Step 1: Understanding the Concept:
We are applying Bohr's quantization condition to a charged particle in a magnetic field.
In this scenario, the magnetic Lorentz force acts as the required centripetal force for circular motion.
Bohr's quantization postulates that angular momentum must be an integral multiple of $h/(2\pi)$.
Step 2: Key Formula or Approach:
Equating centripetal force and magnetic force: $\frac{mv^2}{r} = qvB \implies v = \frac{qBr}{m}$.
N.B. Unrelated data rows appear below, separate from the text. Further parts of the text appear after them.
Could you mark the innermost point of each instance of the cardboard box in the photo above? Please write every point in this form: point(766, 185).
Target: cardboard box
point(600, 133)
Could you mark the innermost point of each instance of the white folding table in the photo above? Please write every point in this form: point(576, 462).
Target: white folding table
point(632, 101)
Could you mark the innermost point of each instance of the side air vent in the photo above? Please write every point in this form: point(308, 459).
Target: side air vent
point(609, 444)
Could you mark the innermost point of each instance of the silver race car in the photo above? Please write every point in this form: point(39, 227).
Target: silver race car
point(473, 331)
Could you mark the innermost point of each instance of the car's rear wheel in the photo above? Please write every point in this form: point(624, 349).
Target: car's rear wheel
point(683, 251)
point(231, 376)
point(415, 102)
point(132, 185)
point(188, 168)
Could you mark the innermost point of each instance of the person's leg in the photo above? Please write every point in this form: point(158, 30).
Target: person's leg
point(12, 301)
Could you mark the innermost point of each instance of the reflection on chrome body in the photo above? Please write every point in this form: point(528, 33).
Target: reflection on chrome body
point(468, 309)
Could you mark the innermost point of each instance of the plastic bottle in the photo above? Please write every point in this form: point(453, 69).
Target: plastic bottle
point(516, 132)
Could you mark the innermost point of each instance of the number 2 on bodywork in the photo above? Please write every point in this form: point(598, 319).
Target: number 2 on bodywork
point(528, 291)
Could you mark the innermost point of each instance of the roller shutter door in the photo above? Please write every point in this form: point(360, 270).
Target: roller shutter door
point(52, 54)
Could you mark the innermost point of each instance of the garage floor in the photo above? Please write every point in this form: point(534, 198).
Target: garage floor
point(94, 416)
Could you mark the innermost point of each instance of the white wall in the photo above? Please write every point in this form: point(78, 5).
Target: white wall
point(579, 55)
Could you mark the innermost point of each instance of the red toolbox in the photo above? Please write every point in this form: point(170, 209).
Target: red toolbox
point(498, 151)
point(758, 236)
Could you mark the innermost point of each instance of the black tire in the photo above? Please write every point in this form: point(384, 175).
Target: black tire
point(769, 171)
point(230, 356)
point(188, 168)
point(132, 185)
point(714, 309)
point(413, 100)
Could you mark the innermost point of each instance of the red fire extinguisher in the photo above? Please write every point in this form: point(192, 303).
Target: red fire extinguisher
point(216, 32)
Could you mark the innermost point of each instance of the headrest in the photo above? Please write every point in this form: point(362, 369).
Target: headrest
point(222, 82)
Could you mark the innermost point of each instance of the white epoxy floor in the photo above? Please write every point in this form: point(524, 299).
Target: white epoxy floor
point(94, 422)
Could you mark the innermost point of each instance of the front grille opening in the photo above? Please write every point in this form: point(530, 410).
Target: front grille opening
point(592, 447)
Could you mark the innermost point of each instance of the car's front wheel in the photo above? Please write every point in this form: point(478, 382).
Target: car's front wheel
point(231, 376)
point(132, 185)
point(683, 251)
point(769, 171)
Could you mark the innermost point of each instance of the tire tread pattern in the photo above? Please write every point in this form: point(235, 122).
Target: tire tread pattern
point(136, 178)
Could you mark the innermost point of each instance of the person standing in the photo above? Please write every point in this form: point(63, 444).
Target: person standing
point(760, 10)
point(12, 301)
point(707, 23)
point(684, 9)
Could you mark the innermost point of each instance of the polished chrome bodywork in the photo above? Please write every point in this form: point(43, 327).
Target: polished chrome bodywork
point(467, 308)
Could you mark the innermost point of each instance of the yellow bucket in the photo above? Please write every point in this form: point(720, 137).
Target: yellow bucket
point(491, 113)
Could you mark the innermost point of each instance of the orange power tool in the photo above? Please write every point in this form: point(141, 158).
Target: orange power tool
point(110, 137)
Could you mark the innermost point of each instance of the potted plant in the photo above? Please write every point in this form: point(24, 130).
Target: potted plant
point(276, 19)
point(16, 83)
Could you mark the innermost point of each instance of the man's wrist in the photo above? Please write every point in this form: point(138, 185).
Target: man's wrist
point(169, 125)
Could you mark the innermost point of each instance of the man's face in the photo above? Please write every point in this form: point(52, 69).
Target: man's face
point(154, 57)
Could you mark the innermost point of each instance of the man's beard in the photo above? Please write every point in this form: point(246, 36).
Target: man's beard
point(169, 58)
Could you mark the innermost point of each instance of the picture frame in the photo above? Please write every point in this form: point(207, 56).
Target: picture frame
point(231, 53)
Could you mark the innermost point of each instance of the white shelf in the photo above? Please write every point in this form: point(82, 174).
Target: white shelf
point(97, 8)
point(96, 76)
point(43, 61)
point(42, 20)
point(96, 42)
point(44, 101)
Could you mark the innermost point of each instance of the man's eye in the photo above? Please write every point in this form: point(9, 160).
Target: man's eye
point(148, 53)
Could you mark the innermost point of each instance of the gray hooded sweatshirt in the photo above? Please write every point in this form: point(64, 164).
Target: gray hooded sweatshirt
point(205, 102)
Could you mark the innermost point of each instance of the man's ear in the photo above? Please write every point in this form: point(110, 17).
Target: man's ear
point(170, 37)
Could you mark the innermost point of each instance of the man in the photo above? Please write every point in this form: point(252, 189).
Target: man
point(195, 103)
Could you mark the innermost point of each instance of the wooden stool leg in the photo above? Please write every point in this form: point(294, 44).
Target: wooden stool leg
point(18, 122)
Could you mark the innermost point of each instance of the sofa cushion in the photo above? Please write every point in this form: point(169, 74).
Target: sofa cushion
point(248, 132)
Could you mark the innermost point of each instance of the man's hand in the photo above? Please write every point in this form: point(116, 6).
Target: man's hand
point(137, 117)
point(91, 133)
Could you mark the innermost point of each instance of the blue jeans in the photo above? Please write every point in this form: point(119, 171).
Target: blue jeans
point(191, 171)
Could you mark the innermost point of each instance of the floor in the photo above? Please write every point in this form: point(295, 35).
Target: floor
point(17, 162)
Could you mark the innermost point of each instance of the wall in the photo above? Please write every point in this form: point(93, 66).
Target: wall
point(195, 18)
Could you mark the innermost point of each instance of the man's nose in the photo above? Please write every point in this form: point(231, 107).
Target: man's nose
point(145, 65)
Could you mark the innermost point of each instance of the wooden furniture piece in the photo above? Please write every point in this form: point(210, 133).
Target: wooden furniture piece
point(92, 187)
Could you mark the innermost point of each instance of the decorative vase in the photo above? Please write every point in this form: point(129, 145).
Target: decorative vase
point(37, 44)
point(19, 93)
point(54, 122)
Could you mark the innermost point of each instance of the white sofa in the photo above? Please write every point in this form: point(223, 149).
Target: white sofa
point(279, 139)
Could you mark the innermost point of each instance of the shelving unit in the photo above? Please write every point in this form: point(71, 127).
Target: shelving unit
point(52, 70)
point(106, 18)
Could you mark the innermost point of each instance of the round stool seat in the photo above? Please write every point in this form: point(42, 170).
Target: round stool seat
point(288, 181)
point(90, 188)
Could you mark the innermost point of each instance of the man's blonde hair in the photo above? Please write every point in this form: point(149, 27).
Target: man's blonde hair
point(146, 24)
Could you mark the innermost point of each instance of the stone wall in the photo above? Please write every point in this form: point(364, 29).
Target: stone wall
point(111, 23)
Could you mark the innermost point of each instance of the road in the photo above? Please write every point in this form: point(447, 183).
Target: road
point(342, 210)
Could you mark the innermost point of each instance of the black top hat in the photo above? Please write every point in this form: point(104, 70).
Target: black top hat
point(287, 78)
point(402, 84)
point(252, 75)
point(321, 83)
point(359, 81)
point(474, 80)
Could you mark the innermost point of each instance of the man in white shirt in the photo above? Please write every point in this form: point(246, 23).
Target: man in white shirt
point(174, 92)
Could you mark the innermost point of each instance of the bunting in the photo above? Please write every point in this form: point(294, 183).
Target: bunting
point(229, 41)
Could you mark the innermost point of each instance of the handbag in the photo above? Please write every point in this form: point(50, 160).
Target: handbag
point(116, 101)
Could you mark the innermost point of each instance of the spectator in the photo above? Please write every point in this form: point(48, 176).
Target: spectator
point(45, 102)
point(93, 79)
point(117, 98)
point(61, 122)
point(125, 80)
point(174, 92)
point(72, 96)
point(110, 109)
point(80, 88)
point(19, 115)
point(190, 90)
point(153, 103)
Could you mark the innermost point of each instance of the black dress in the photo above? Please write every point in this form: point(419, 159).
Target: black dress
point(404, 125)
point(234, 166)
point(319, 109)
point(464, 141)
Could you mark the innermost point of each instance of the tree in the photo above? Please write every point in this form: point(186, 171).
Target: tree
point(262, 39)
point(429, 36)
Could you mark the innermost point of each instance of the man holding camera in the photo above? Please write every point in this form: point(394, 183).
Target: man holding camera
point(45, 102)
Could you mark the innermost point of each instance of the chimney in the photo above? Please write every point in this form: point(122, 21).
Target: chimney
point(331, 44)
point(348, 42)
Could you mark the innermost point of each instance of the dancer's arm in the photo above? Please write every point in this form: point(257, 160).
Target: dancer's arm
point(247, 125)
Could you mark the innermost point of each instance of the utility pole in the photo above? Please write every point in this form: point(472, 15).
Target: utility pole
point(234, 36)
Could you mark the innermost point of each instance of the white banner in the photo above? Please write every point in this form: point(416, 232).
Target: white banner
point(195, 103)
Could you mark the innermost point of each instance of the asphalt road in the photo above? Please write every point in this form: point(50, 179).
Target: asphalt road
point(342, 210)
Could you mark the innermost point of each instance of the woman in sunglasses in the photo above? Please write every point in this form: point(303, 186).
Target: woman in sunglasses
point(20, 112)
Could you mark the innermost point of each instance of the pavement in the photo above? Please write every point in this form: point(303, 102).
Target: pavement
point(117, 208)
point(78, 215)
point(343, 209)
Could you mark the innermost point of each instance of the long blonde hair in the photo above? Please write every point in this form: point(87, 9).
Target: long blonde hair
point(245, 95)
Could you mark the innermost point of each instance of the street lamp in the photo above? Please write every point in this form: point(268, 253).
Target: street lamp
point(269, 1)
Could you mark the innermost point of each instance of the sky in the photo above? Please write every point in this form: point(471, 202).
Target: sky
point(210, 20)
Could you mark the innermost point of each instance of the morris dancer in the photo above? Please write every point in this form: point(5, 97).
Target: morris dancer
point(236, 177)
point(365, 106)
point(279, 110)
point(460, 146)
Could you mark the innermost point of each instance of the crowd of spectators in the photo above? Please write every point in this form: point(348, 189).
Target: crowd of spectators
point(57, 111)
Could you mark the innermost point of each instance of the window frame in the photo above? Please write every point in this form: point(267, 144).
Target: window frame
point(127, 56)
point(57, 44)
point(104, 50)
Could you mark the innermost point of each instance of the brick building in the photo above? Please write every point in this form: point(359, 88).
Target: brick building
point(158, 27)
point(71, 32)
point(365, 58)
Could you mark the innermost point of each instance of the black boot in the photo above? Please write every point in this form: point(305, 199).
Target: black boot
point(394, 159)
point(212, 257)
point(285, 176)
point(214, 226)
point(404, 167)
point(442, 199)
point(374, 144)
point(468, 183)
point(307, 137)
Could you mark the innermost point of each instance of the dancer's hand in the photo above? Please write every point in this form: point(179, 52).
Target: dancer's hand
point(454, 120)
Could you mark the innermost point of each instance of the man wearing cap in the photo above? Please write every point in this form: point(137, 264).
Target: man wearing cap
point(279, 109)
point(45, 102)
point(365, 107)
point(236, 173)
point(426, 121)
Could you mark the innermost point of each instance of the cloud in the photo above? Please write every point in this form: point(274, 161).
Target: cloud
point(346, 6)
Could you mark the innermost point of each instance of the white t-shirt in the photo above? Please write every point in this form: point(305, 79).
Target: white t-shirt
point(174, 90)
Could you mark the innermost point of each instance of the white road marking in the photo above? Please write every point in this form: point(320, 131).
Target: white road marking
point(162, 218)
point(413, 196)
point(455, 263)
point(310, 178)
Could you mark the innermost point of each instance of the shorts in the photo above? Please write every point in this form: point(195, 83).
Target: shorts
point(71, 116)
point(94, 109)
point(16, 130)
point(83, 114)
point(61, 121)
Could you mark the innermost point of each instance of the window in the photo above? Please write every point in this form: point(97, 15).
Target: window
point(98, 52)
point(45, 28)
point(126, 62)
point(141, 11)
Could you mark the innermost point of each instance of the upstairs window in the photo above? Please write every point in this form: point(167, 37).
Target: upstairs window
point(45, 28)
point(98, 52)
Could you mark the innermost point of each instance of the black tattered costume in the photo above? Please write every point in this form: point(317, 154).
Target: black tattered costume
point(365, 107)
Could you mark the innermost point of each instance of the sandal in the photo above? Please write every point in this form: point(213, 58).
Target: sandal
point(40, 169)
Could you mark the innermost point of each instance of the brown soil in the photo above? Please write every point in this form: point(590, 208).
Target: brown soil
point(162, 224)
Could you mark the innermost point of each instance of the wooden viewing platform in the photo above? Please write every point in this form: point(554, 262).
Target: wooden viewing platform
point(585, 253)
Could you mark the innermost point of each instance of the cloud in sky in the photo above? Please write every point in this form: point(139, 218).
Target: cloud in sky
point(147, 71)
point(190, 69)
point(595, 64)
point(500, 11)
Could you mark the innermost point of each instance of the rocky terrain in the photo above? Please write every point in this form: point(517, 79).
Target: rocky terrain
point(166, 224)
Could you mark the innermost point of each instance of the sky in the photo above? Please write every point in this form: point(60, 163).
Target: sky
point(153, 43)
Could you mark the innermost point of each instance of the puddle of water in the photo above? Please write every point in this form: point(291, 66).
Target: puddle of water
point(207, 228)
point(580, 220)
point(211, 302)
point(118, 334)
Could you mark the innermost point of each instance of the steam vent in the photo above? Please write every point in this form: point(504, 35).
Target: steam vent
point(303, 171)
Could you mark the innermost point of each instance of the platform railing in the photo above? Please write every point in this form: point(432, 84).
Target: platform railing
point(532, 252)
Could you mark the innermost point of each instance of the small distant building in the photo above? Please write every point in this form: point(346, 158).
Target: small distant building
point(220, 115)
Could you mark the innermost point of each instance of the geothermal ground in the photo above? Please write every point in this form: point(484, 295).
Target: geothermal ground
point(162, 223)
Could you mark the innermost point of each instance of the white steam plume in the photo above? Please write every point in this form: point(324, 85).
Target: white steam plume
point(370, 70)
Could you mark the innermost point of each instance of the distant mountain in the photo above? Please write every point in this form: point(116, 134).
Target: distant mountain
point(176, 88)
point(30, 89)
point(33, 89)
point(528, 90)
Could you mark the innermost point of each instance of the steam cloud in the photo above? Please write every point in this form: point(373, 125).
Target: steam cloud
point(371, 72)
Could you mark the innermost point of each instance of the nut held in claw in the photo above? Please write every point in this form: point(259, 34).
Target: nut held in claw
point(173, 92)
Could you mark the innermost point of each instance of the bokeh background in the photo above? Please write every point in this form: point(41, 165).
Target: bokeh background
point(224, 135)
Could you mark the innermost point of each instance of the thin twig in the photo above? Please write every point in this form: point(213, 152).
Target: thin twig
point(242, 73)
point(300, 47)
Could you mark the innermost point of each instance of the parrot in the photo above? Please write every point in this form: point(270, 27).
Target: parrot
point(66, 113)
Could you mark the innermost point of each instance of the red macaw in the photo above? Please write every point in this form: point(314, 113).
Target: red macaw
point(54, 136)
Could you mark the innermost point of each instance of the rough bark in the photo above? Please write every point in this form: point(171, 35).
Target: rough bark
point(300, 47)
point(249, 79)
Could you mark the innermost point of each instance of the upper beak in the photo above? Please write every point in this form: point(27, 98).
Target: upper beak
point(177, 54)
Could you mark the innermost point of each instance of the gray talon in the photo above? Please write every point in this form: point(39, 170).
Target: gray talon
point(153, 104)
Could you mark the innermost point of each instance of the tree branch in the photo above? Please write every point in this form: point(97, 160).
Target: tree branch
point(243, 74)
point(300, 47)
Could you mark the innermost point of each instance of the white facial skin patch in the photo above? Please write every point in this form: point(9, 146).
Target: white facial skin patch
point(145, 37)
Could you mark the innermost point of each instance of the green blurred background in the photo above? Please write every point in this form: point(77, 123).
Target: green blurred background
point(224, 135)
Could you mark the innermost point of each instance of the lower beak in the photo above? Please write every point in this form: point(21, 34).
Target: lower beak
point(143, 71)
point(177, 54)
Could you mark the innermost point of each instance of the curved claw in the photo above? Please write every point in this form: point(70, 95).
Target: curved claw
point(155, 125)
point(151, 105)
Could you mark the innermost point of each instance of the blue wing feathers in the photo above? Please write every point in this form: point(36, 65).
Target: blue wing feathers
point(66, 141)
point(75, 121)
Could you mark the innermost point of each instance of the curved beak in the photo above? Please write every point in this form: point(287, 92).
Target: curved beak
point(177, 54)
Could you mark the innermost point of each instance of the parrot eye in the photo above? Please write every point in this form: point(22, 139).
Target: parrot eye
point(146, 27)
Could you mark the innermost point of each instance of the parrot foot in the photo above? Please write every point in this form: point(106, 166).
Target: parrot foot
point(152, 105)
Bohr's angular momentum quantization: $mvr = \frac{nh}{2\pi}$.
The total energy of a particle moving purely in a magnetic field is entirely kinetic: $E = \frac{1}{2}mv^2$.
Step 3: Detailed Explanation:
From the force equation, we find the expression for velocity:
\[ v = \frac{qBr}{m} \]
Substitute this velocity into the angular momentum quantization equation:
\[ m \left(\frac{qBr}{m}\right) r = \frac{nh}{2\pi} \]
Simplify the left side to isolate $r^2$:
\[ qB r^2 = \frac{nh}{2\pi} \]
\[ r^2 = \frac{nh}{2\pi qB} \]
The energy of the particle is solely its kinetic energy:
\[ E = \frac{1}{2}mv^2 \]
Square the velocity expression derived earlier: $v^2 = \frac{q^2 B^2 r^2}{m^2}$.
Substitute this into the energy equation:
\[ E = \frac{1}{2} m \left(\frac{q^2 B^2 r^2}{m^2}\right) = \frac{q^2 B^2 r^2}{2m} \]
Now, substitute the expression for $r^2$ into this energy equation:
\[ E = \frac{q^2 B^2}{2m} \left(\frac{nh}{2\pi qB}\right) \]
Simplify by canceling $q$ and $B$:
\[ E = \frac{n q B h}{4\pi m} \]
The question asks for the energy in the second level, which means $n = 2$.
Substitute $n=2$ into the energy formula:
\[ E_2 = \frac{2 \cdot q B h}{4\pi m} \]
Simplify the fraction:
\[ E_2 = \frac{q B h}{2\pi m} \]
Step 4: Final Answer:
The energy in the second level is $\frac{\text{qBh}}{2\pi\text{m}}$.